Rima Bali, a Syrian writer born in Aleppo in 1969, boasts a rich literary portfolio. Graduating from Aleppo University with a focus on Commerce and Economics, she delved into the tourism and hotel industry until the eruption of war in her hometown. Having witnessed the initial three years of conflict, she left Syria in 2015 and currently calls Madrid, Spain, her home.

Bali’s literary contributions include the 2016 novel “Milagro” (Between the War Mill and the Miracle of Life) and the 2018 novel “Ghady Al-Azraq,” soon to be available in Spanish as “El Girasol Azul.” Her text, “Al-Manfa” (New Arab Voices), was published in both Arabic and Danish in 2019. Notably, her 2022 novel “Sulaima’s Ring – [Khatim Sulaima]” secured a spot on the shortlist for the International Prize for Arabic Fiction “The Booker” in 2024, and her 2023 novel “Flute in the Western Takht” was released.

“Milagro,” a Spanish term for “Miracle,” unfolds against the backdrop of the Syrian revolution, spanning Aleppo, Austria, and Spain. Lamea, the protagonist, finds love as a redemptive force amidst the ravages of war, prompting her to abandon her role as a hotel manager in her homeland for a fresh start in Spain. Little does she know that destiny has a new love and an unexpected child in store.

In “Ghady Al-Azraq,” the narrative explores the aftermath of Ghady’s death, with mourners offering condolences without inquiry or accountability. Nada, after four decades of marriage, uncovers a disparity in perspectives with her husband Nabeel. The war prompts her to depart for France, where she encounters twins Eva and Marta, as well as the young Boris.

Sulaima’s Ring – [Khatim Sulaima]” navigates Sulaima’s struggle between love and duty, past affluence, and a present marked by loss and conflict. The novel poses questions about Sulaima’s heart’s compass and her ultimate decision. Will she succumb to the sands of the past, or will she embrace the West’s taut bowstring? Despite differing preferences, Sulaima, Lucas, and Shams al-Din share a love for Aleppo, the city mourning beneath ruins. Will Sulaima’s magical ring free wandering souls and restore the link between past and future?

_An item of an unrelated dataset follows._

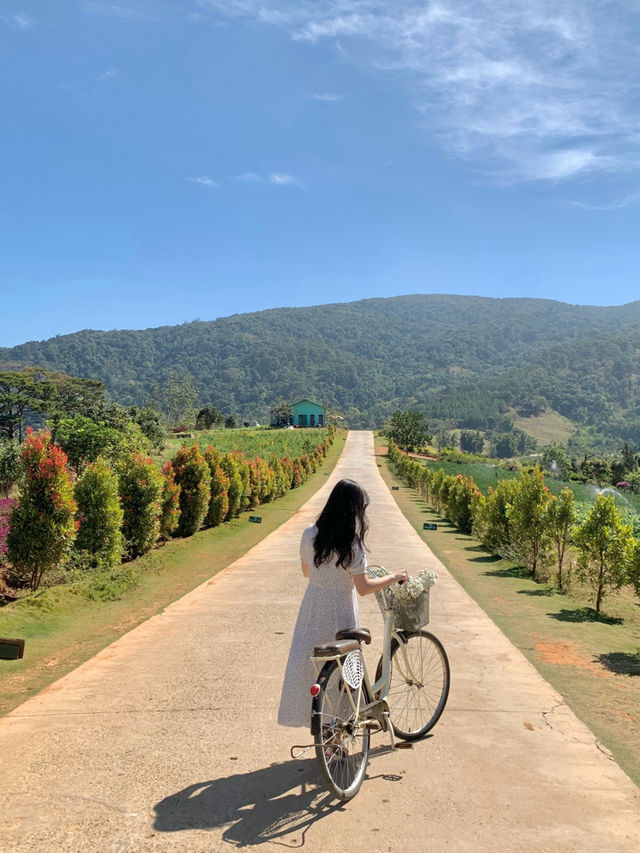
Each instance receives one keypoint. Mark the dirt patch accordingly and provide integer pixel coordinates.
(566, 654)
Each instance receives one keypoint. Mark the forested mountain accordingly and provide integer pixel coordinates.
(463, 359)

In “Flute in the Western Takht,” the narrative revolves around Flute’s involvement in the orchestra of hatred, while Cecil works to undermine this destructive melody by exploring her family’s journey dating back to the fifteenth century. Cecil’s family tree, with roots spanning Jewish, Arab, Armenian, Turkish, and European heritage, covers the world from Syria to Lebanon, the United States, and Europe, returning to Palestine. Cecil’s journey yields a fruit representing diverse identities—with allegiance only to humanity. The novel delves into questions about terrorism, hatred, and the orchestration of estrangement resonating globally.